Bei der Eigentümerfolge lohnt es sich, die Zeit unter Woldemar Herrnsdorf etwas näher zu betrachten, in der das Grundstück, eine frühere Kötzschenbrodaer Feldflur, fast doppelt so groß war und im Süden bis an die Eisenbahntrasse reichte. Der Privatier mußte gute Verbindungen gehabt haben, heute würde man es als gut vernetzt bezeichnen, denn es genügte ein Anruf am Vortag zur Bahndirektion, wenn er die Absicht hatte mit dem Zug zu fahren.
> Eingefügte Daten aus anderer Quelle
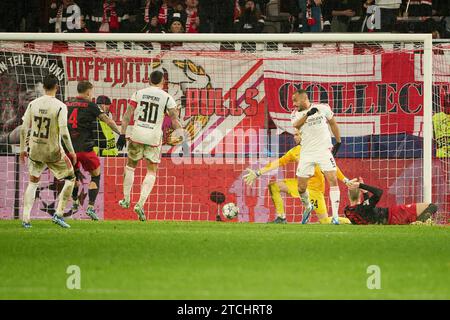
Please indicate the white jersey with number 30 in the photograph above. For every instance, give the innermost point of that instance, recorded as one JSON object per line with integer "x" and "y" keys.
{"x": 315, "y": 133}
{"x": 150, "y": 106}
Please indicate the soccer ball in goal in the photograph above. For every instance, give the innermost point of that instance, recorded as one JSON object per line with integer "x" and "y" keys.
{"x": 230, "y": 210}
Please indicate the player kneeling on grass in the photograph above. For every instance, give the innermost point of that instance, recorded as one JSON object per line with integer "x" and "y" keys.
{"x": 47, "y": 118}
{"x": 316, "y": 186}
{"x": 149, "y": 106}
{"x": 368, "y": 213}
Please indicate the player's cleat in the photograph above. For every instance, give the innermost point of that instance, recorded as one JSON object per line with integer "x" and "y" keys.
{"x": 60, "y": 221}
{"x": 334, "y": 220}
{"x": 124, "y": 203}
{"x": 307, "y": 214}
{"x": 75, "y": 206}
{"x": 90, "y": 211}
{"x": 26, "y": 225}
{"x": 140, "y": 212}
{"x": 279, "y": 220}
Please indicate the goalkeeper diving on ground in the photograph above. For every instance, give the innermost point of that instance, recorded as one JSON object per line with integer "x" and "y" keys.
{"x": 316, "y": 186}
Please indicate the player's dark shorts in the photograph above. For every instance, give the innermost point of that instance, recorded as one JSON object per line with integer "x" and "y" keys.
{"x": 88, "y": 160}
{"x": 402, "y": 214}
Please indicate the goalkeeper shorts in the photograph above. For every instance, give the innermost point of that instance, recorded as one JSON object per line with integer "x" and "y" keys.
{"x": 307, "y": 163}
{"x": 316, "y": 198}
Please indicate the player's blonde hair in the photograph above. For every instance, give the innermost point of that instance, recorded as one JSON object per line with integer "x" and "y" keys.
{"x": 354, "y": 194}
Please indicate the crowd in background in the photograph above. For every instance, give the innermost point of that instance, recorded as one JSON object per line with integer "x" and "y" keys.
{"x": 226, "y": 16}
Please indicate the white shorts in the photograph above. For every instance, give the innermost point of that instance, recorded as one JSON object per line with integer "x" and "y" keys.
{"x": 308, "y": 162}
{"x": 60, "y": 169}
{"x": 137, "y": 151}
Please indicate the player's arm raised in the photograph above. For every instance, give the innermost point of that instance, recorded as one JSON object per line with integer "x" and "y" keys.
{"x": 178, "y": 133}
{"x": 125, "y": 122}
{"x": 337, "y": 134}
{"x": 299, "y": 122}
{"x": 23, "y": 134}
{"x": 341, "y": 177}
{"x": 173, "y": 114}
{"x": 110, "y": 122}
{"x": 65, "y": 135}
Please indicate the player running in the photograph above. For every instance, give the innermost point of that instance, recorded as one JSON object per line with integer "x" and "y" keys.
{"x": 316, "y": 186}
{"x": 312, "y": 120}
{"x": 47, "y": 118}
{"x": 83, "y": 115}
{"x": 149, "y": 106}
{"x": 368, "y": 213}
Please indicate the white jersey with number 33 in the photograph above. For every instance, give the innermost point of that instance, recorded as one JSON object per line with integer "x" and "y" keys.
{"x": 150, "y": 106}
{"x": 315, "y": 133}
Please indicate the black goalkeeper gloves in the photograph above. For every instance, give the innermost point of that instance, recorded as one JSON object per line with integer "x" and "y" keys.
{"x": 335, "y": 149}
{"x": 311, "y": 112}
{"x": 121, "y": 142}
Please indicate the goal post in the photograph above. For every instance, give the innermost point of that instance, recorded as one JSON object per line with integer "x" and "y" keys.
{"x": 203, "y": 71}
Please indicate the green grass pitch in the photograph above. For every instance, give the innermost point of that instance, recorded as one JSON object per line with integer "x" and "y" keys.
{"x": 210, "y": 260}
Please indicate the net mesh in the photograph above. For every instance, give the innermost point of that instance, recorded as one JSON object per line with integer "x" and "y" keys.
{"x": 235, "y": 105}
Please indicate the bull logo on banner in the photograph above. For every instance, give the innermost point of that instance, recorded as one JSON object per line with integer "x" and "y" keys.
{"x": 180, "y": 76}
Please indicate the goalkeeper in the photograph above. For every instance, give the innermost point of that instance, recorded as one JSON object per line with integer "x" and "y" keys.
{"x": 316, "y": 186}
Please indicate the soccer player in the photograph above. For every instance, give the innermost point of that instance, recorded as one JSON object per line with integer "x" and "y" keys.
{"x": 47, "y": 118}
{"x": 105, "y": 139}
{"x": 83, "y": 115}
{"x": 316, "y": 186}
{"x": 312, "y": 120}
{"x": 368, "y": 213}
{"x": 149, "y": 105}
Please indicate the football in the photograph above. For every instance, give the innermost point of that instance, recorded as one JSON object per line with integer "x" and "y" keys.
{"x": 230, "y": 210}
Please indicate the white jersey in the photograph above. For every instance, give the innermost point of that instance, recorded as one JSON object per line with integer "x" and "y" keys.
{"x": 150, "y": 106}
{"x": 315, "y": 133}
{"x": 45, "y": 115}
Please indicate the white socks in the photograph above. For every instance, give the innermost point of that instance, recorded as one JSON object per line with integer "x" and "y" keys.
{"x": 147, "y": 186}
{"x": 64, "y": 196}
{"x": 28, "y": 200}
{"x": 305, "y": 199}
{"x": 335, "y": 198}
{"x": 128, "y": 181}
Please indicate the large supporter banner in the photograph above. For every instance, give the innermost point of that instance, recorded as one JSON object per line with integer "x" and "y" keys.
{"x": 227, "y": 102}
{"x": 369, "y": 94}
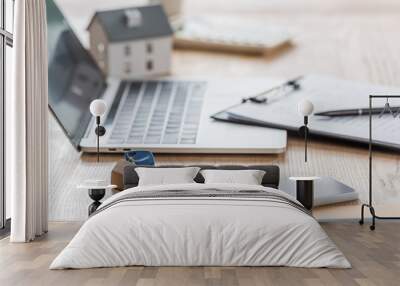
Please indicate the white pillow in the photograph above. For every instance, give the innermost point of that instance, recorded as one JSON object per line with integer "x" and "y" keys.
{"x": 166, "y": 176}
{"x": 248, "y": 177}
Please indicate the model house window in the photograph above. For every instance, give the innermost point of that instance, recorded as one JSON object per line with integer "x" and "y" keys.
{"x": 6, "y": 43}
{"x": 127, "y": 50}
{"x": 149, "y": 48}
{"x": 100, "y": 48}
{"x": 128, "y": 68}
{"x": 149, "y": 65}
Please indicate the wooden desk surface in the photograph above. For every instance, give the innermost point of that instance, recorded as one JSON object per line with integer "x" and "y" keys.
{"x": 355, "y": 40}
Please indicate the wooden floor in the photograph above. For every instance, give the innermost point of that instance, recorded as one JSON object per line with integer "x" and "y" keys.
{"x": 375, "y": 257}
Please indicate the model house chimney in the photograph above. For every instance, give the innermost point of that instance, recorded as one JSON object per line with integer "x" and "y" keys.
{"x": 133, "y": 18}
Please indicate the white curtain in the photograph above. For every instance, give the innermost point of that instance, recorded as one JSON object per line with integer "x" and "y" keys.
{"x": 26, "y": 117}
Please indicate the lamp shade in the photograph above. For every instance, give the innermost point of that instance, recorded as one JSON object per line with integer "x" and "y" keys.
{"x": 98, "y": 107}
{"x": 305, "y": 107}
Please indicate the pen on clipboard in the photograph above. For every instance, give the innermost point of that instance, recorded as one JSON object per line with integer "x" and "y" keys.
{"x": 353, "y": 112}
{"x": 262, "y": 97}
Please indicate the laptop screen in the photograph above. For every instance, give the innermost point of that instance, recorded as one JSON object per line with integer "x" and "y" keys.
{"x": 74, "y": 77}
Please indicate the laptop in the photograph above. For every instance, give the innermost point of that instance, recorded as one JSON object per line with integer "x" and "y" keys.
{"x": 166, "y": 115}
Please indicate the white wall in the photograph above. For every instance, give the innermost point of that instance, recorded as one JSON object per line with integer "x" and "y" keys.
{"x": 161, "y": 57}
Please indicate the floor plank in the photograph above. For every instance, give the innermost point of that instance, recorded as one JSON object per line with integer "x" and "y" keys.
{"x": 375, "y": 257}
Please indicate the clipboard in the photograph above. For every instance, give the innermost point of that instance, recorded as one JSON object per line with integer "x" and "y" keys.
{"x": 326, "y": 93}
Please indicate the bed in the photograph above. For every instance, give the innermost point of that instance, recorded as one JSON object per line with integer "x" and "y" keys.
{"x": 198, "y": 224}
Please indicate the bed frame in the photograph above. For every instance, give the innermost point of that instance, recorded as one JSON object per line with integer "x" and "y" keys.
{"x": 270, "y": 179}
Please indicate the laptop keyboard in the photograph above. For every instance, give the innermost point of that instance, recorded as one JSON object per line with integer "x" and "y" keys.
{"x": 158, "y": 112}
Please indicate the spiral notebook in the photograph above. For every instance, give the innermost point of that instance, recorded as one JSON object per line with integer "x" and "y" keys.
{"x": 326, "y": 93}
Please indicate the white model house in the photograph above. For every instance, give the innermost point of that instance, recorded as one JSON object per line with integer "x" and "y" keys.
{"x": 132, "y": 43}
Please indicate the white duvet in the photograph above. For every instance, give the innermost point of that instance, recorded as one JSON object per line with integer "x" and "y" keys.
{"x": 200, "y": 231}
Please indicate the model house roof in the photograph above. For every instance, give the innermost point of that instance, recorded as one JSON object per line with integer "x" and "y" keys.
{"x": 134, "y": 23}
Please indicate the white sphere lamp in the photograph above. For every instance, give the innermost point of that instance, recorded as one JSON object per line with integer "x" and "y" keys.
{"x": 305, "y": 108}
{"x": 98, "y": 107}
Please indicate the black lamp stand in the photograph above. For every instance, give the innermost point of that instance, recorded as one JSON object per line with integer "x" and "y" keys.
{"x": 100, "y": 131}
{"x": 303, "y": 131}
{"x": 369, "y": 205}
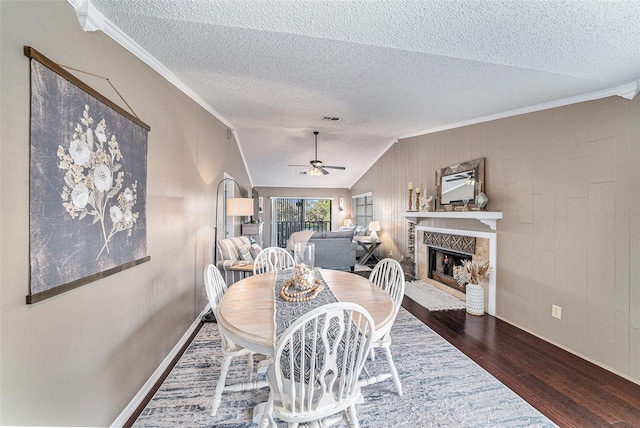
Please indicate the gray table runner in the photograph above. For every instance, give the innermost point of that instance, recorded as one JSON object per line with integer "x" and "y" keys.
{"x": 285, "y": 313}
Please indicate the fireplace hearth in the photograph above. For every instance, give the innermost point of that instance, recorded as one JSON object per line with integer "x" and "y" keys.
{"x": 456, "y": 245}
{"x": 442, "y": 265}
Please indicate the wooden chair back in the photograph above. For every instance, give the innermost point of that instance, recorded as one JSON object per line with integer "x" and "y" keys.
{"x": 319, "y": 359}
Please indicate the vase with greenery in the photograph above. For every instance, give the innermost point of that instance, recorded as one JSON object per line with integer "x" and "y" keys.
{"x": 473, "y": 274}
{"x": 472, "y": 271}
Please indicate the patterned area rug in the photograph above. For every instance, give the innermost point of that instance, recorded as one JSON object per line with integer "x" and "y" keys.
{"x": 442, "y": 388}
{"x": 430, "y": 297}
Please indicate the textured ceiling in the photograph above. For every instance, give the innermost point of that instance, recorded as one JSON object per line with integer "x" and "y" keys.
{"x": 387, "y": 69}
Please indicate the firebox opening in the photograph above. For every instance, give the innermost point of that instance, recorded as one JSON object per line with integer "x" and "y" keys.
{"x": 441, "y": 266}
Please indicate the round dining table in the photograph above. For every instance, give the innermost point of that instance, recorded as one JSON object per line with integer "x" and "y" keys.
{"x": 246, "y": 312}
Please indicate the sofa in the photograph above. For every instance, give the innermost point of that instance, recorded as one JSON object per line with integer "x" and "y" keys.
{"x": 359, "y": 232}
{"x": 334, "y": 249}
{"x": 238, "y": 253}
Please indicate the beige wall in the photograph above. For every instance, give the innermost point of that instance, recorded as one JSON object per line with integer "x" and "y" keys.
{"x": 337, "y": 217}
{"x": 568, "y": 184}
{"x": 80, "y": 357}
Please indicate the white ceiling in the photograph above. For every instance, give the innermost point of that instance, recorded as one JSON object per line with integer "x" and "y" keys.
{"x": 388, "y": 69}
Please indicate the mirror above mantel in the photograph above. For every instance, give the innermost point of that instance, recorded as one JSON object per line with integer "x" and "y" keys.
{"x": 458, "y": 186}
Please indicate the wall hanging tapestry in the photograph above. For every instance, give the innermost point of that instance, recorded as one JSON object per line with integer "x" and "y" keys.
{"x": 88, "y": 173}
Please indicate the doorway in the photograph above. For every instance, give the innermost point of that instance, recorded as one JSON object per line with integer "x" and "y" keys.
{"x": 291, "y": 215}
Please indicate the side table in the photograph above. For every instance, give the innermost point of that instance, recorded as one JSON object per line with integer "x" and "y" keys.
{"x": 369, "y": 248}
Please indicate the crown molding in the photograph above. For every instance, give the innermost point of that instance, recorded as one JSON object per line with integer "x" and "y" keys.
{"x": 91, "y": 19}
{"x": 628, "y": 91}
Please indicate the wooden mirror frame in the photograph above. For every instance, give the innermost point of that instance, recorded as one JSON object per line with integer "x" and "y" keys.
{"x": 475, "y": 165}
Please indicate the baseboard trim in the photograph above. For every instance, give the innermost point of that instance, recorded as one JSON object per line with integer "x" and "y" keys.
{"x": 130, "y": 413}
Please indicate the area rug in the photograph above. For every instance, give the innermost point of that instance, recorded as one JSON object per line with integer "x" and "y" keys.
{"x": 442, "y": 388}
{"x": 430, "y": 297}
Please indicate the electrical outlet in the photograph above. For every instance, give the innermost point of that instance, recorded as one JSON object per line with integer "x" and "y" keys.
{"x": 556, "y": 312}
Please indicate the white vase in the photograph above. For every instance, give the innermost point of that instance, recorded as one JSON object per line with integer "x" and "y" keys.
{"x": 475, "y": 299}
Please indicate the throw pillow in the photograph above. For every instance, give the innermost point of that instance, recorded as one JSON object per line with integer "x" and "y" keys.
{"x": 255, "y": 249}
{"x": 245, "y": 254}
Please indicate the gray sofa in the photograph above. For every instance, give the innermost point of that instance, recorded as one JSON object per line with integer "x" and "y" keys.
{"x": 334, "y": 249}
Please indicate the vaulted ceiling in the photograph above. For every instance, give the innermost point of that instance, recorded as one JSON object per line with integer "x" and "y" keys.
{"x": 271, "y": 70}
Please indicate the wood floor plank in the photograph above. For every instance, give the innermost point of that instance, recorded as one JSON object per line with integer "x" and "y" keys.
{"x": 569, "y": 390}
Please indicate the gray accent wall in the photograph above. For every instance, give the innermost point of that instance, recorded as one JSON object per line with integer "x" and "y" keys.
{"x": 567, "y": 181}
{"x": 77, "y": 359}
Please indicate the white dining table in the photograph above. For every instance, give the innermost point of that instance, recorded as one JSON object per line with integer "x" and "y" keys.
{"x": 246, "y": 312}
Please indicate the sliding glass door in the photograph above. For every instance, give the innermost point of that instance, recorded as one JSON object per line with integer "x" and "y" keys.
{"x": 291, "y": 215}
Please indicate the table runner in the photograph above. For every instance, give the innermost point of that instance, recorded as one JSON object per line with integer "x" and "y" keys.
{"x": 285, "y": 313}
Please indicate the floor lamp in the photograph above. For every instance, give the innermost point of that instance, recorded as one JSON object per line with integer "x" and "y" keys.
{"x": 234, "y": 207}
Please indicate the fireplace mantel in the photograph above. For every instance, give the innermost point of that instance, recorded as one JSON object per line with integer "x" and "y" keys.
{"x": 490, "y": 218}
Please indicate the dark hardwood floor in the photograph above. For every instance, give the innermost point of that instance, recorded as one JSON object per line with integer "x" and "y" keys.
{"x": 568, "y": 390}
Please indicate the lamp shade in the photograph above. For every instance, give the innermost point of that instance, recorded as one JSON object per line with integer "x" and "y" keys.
{"x": 239, "y": 207}
{"x": 374, "y": 227}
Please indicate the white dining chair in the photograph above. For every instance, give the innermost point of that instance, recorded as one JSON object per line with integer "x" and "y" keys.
{"x": 216, "y": 287}
{"x": 272, "y": 258}
{"x": 318, "y": 359}
{"x": 388, "y": 275}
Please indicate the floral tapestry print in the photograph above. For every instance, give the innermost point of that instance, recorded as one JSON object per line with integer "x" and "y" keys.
{"x": 90, "y": 188}
{"x": 87, "y": 184}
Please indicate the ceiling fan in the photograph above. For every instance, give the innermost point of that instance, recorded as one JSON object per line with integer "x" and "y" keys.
{"x": 316, "y": 167}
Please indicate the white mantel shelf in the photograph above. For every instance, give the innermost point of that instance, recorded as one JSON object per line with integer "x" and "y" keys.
{"x": 490, "y": 218}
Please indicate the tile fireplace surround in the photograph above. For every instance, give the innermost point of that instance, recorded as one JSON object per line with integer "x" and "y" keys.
{"x": 487, "y": 242}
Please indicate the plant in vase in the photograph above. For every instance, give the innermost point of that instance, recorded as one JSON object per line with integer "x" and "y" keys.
{"x": 473, "y": 273}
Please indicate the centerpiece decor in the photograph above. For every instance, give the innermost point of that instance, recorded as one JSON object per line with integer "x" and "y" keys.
{"x": 473, "y": 274}
{"x": 303, "y": 286}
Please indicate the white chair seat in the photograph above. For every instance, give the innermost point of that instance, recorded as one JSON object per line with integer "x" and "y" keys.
{"x": 388, "y": 275}
{"x": 317, "y": 363}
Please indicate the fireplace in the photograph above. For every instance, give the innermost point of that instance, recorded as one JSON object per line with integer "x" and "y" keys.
{"x": 442, "y": 265}
{"x": 456, "y": 244}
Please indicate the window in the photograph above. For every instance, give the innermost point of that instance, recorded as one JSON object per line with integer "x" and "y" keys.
{"x": 362, "y": 206}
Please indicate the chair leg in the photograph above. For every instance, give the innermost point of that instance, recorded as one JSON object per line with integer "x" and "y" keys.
{"x": 249, "y": 366}
{"x": 267, "y": 420}
{"x": 217, "y": 398}
{"x": 353, "y": 417}
{"x": 394, "y": 372}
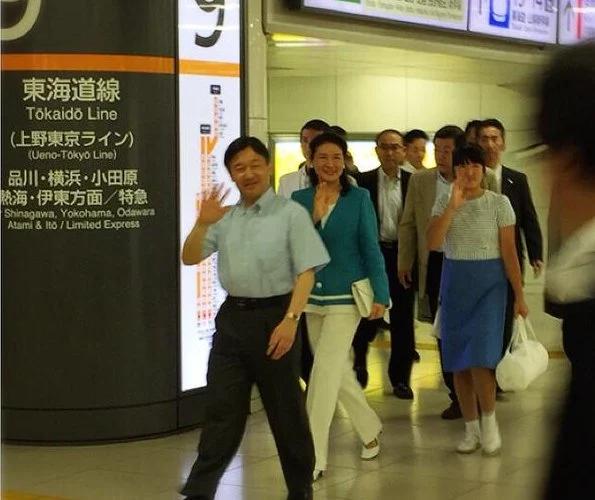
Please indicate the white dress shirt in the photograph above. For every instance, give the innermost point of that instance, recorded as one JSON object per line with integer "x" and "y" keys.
{"x": 390, "y": 205}
{"x": 498, "y": 173}
{"x": 407, "y": 167}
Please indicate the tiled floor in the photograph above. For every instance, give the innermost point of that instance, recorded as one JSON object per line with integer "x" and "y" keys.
{"x": 417, "y": 460}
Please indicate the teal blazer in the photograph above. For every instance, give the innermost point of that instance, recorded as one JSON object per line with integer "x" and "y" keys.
{"x": 351, "y": 238}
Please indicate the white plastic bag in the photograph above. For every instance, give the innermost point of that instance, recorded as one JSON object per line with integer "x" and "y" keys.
{"x": 525, "y": 359}
{"x": 363, "y": 294}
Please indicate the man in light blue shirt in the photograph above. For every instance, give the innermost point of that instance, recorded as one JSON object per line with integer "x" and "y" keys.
{"x": 268, "y": 252}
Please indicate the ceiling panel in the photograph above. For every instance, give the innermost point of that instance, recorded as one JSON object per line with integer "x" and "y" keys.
{"x": 296, "y": 56}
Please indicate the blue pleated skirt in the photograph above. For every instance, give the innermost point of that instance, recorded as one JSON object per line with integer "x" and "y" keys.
{"x": 472, "y": 309}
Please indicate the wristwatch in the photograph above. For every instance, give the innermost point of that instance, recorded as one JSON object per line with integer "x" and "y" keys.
{"x": 293, "y": 316}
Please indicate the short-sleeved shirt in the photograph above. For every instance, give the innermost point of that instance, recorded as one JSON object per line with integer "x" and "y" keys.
{"x": 262, "y": 248}
{"x": 474, "y": 229}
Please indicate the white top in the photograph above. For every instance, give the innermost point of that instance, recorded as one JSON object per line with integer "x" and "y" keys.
{"x": 474, "y": 229}
{"x": 443, "y": 186}
{"x": 390, "y": 205}
{"x": 571, "y": 272}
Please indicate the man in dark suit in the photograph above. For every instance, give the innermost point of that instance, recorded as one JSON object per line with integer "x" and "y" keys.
{"x": 388, "y": 188}
{"x": 513, "y": 184}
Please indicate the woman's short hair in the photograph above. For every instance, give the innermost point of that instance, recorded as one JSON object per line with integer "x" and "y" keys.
{"x": 567, "y": 104}
{"x": 329, "y": 138}
{"x": 470, "y": 153}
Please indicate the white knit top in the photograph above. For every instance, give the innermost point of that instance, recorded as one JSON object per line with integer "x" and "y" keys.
{"x": 474, "y": 229}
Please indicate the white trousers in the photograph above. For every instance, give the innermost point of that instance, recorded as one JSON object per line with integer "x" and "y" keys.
{"x": 333, "y": 379}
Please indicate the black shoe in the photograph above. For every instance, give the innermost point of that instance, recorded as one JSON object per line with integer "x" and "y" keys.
{"x": 453, "y": 412}
{"x": 361, "y": 374}
{"x": 403, "y": 391}
{"x": 301, "y": 495}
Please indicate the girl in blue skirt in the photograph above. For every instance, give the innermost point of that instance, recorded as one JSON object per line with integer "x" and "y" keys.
{"x": 476, "y": 229}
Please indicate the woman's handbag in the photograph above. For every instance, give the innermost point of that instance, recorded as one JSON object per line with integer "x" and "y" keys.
{"x": 363, "y": 294}
{"x": 525, "y": 359}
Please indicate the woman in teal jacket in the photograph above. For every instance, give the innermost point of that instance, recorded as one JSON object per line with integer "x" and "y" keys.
{"x": 345, "y": 218}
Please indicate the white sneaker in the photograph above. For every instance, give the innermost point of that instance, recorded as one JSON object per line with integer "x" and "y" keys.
{"x": 470, "y": 444}
{"x": 370, "y": 453}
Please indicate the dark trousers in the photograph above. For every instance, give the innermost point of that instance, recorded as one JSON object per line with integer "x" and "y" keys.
{"x": 401, "y": 326}
{"x": 238, "y": 360}
{"x": 307, "y": 358}
{"x": 572, "y": 468}
{"x": 433, "y": 279}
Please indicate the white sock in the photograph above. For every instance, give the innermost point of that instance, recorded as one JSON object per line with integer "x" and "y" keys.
{"x": 488, "y": 422}
{"x": 472, "y": 427}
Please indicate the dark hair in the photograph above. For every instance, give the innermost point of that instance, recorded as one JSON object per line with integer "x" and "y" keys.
{"x": 472, "y": 125}
{"x": 567, "y": 104}
{"x": 415, "y": 134}
{"x": 471, "y": 153}
{"x": 315, "y": 124}
{"x": 492, "y": 122}
{"x": 453, "y": 132}
{"x": 340, "y": 131}
{"x": 242, "y": 143}
{"x": 326, "y": 138}
{"x": 386, "y": 131}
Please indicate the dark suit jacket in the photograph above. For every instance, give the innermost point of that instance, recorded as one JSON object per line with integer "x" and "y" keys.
{"x": 369, "y": 181}
{"x": 516, "y": 188}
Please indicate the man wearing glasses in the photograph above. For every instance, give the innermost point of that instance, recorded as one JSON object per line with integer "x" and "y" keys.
{"x": 388, "y": 189}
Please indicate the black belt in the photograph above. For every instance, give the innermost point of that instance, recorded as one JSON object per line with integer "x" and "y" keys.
{"x": 258, "y": 303}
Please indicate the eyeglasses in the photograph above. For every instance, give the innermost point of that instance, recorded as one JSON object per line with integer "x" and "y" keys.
{"x": 391, "y": 147}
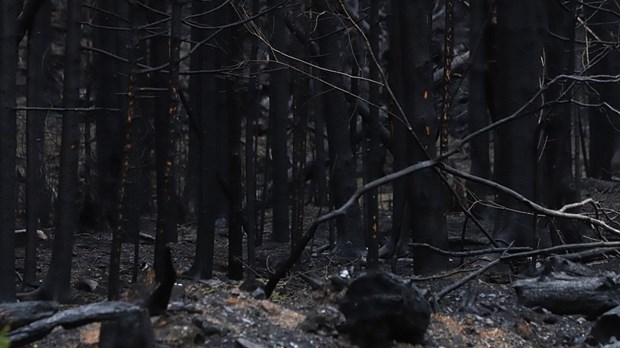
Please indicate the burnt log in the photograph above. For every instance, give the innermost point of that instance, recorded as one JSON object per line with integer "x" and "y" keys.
{"x": 566, "y": 294}
{"x": 605, "y": 330}
{"x": 18, "y": 314}
{"x": 379, "y": 309}
{"x": 72, "y": 318}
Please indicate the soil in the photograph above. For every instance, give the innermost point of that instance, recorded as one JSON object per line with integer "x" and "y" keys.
{"x": 217, "y": 313}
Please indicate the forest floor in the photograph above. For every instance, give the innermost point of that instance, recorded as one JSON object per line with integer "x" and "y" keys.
{"x": 216, "y": 313}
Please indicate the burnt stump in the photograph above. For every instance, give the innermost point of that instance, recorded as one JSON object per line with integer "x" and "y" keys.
{"x": 380, "y": 309}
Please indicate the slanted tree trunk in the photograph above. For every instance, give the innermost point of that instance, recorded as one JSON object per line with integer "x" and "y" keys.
{"x": 8, "y": 127}
{"x": 38, "y": 44}
{"x": 425, "y": 190}
{"x": 342, "y": 181}
{"x": 56, "y": 285}
{"x": 520, "y": 36}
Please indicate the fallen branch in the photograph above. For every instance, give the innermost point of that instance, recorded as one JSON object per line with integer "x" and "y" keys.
{"x": 533, "y": 205}
{"x": 469, "y": 277}
{"x": 18, "y": 314}
{"x": 563, "y": 294}
{"x": 73, "y": 317}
Dann hielt der Personenzug für Herrn Herrnsdorf kurz an seinem Grundstück auf freier Strecke – heute unvorstellbar! Später in seiner Aera wurde die heutige Bernhard-Voss-Straße vollendet und sein Grundstück zergliedert, es hat aber immer noch eine stattliche Größe. Das Grundstück teilte sich früher in einen an die Meißner Straße angrenzenden Park auf der Nordseite, einen Hofbereich in der Mitte und einen Obst- und Gemüsegarten im Süden bis zur Bernhard-Voss-Straße. Das änderte sich erst, als der Arzt Dr. Rolf-Achim Krüger 1993 die Absicht hatte, im südlichen Teil des Grundstücks einen Neubau für seine Praxis zu errichten. Dadurch wurde ein Teil des Gartens aufgegeben.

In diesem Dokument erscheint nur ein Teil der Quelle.